Sayangnya, Ryu tidak memberinya kesempatan untuk bernapas. Auranya benar-benar berbeda dari biasanya. Tuan rumah Minn sama sekali tidak mengerti mengapa Ryu tidak menggunakan satu tombak saja. Jika dia bisa menggunakan tombak seperti ini dan hanya menggunakan satu tombak, Edwin bahkan tidak akan bertahan lima gerakan pun!
“[Aliran Surgawi]… [Dominasi Yin Yang].”
Pembawa acara Minn terbawa ke dalam ritme Ryu.
Serangan Ryu mengalir seperti air. Maju bersama gelombang, surut bersama pasang surut. Dia tampak menguasai alur pertempuran seolah-olah Surga sendiri berada di telapak tangannya.
[Aliran Surgawi: Dominasi Yin Yang] adalah teknik Tingkat Bumi Puncak yang telah ia pelajari. Teknik ini sangat cocok dengan Tombak Kaisar Dewa milik Ryu sehingga ia terkejut.

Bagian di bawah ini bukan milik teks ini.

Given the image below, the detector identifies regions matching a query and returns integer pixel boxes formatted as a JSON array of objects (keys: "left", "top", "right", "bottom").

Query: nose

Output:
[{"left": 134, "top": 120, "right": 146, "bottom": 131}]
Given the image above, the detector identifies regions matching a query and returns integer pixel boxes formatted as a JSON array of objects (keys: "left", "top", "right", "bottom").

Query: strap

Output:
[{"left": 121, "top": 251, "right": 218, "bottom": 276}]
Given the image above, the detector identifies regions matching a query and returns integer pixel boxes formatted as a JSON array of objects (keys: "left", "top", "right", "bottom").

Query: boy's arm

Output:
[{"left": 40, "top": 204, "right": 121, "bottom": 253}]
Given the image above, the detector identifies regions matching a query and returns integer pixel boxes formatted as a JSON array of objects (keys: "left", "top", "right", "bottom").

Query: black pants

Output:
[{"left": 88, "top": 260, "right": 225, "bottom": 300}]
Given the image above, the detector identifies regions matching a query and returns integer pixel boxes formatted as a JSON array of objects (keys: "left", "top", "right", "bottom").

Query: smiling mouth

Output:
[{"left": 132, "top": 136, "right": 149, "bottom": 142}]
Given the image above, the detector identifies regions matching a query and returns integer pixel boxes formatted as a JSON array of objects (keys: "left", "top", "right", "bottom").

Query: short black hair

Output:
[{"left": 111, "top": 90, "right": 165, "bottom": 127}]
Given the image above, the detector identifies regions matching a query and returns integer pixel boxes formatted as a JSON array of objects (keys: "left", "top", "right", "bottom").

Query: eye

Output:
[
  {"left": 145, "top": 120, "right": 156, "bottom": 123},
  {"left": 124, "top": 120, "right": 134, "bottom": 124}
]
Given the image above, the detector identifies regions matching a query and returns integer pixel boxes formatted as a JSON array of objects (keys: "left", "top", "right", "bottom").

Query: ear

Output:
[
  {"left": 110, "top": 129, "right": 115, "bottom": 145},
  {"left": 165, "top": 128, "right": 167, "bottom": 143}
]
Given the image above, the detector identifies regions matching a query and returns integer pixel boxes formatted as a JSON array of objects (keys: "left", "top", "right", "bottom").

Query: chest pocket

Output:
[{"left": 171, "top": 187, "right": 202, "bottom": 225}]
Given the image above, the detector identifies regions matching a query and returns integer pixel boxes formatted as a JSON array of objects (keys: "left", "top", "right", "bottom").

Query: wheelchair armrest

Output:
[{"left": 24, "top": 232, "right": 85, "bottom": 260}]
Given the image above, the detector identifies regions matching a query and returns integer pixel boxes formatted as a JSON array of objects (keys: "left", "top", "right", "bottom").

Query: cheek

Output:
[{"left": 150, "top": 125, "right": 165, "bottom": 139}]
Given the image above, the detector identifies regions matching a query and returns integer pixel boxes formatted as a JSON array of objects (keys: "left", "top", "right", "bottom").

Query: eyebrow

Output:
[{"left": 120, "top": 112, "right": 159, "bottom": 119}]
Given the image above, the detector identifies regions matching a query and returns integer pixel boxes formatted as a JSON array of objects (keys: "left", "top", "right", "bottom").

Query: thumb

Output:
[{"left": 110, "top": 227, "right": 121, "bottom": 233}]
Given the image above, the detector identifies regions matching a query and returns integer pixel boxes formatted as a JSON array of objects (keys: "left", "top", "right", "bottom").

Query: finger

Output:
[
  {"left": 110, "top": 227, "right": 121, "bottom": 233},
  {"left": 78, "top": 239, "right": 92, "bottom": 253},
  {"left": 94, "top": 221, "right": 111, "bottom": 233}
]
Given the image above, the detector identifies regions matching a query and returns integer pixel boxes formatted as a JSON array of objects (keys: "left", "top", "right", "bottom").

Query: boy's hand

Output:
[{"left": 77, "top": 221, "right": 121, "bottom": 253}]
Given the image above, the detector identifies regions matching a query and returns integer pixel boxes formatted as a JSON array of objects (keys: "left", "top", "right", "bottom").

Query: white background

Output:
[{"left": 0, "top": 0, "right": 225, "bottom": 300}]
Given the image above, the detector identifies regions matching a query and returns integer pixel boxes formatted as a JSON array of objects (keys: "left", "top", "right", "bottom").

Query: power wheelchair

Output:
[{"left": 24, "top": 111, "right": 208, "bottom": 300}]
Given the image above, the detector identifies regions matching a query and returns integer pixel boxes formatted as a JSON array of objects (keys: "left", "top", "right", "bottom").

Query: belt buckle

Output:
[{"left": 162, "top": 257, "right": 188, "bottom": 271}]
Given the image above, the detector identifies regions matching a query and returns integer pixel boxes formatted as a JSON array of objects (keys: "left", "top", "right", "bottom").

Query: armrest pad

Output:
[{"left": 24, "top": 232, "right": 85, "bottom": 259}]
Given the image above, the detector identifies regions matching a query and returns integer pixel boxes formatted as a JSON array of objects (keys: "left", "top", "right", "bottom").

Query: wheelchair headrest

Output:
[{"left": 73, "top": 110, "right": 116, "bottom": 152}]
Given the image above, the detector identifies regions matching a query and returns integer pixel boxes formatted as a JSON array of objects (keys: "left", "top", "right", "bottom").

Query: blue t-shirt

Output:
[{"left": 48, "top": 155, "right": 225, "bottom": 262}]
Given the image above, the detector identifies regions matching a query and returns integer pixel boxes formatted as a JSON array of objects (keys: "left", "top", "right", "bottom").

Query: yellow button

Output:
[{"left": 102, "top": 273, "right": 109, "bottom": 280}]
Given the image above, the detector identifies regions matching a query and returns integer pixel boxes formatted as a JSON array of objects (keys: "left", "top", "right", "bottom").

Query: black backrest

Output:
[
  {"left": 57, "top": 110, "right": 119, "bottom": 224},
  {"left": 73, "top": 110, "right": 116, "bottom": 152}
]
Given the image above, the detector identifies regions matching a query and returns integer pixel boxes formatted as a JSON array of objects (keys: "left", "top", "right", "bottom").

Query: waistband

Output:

Tombak Suci Tatsuya bukan hanya seorang prajurit dan tokoh yang berkarakter, tetapi juga penguasa suatu bangsa. Ia bukanlah seorang tiran, melainkan penguasa yang bijaksana dan cerdas. Seseorang yang merupakan seorang pejuang sekaligus cendekiawan. Inilah kekuatan sejati Tombak Tatsuya… Licik, namun berani. Fleksibel, namun teguh. Mengalir, namun menghalangi hujan.
[Aliran Surgawi: Dominasi Yin Yang] memahami konsep ini dengan sempurna. Ia menciptakan domain tak terlihat di sekitar medan pertempuran, memungkinkan pembacaan naluriah terhadap jalannya pertempuran. Pada akhirnya, ini memberi penggunanya kemampuan untuk menyeimbangkan dan mengimbangi serangan mereka dan serangan lawan mereka sesuka hati.
Saat dipadukan dengan [Perspektif Ketiga] milik Ryu, teknik ini memiliki kekuatan yang luar biasa. Namun, [Dominasi Yin Yang] hanyalah bentuk terlemahnya!
Tiba-tiba, tombak Ryu berhenti, membuat Host Minn berkeringat dingin.
“Jika hanya ini yang dimiliki Alam Cincin Abadi, aku akan kecewa. Keluarkan kekuatan sejatimu. Aku akan membiarkanmu mati tanpa dendam kecil.”
Wajah pembawa acara Minn memerah karena marah.
“…” Dia menatap Ryu begitu tajam hingga seolah-olah tatapannya mampu menembus Ryu. “…Kau akan segera tahu kesalahan besar yang telah kau buat.”
Tubuh Host Minn mulai memancarkan cahaya putih pucat. Cahaya itu berdenyut keluar dari tubuhnya, perlahan membentuk lingkaran di punggungnya. Tidak… Itu bukan lingkaran… Itu cincin!
Pada saat itu, qi di sekitarnya mulai mengalir deras ke arahnya, menggunakan cincin putih pucat itu sebagai perantara.
Seiring berjalannya waktu, Host Minn tampak semakin dipenuhi semangat.
Ryu berdiri di udara dalam diam, mengamati proses ini dari awal hingga akhir tanpa ikut campur. Dia tahu persis apa ini… Inilah yang benar-benar memisahkan Dewa dan manusia… Inilah yang membuat jurang antara Alam Penghubung Surga dan Alam Cincin Abadi begitu besar… Kemampuan untuk memanggil qi untuk melakukan perintahmu!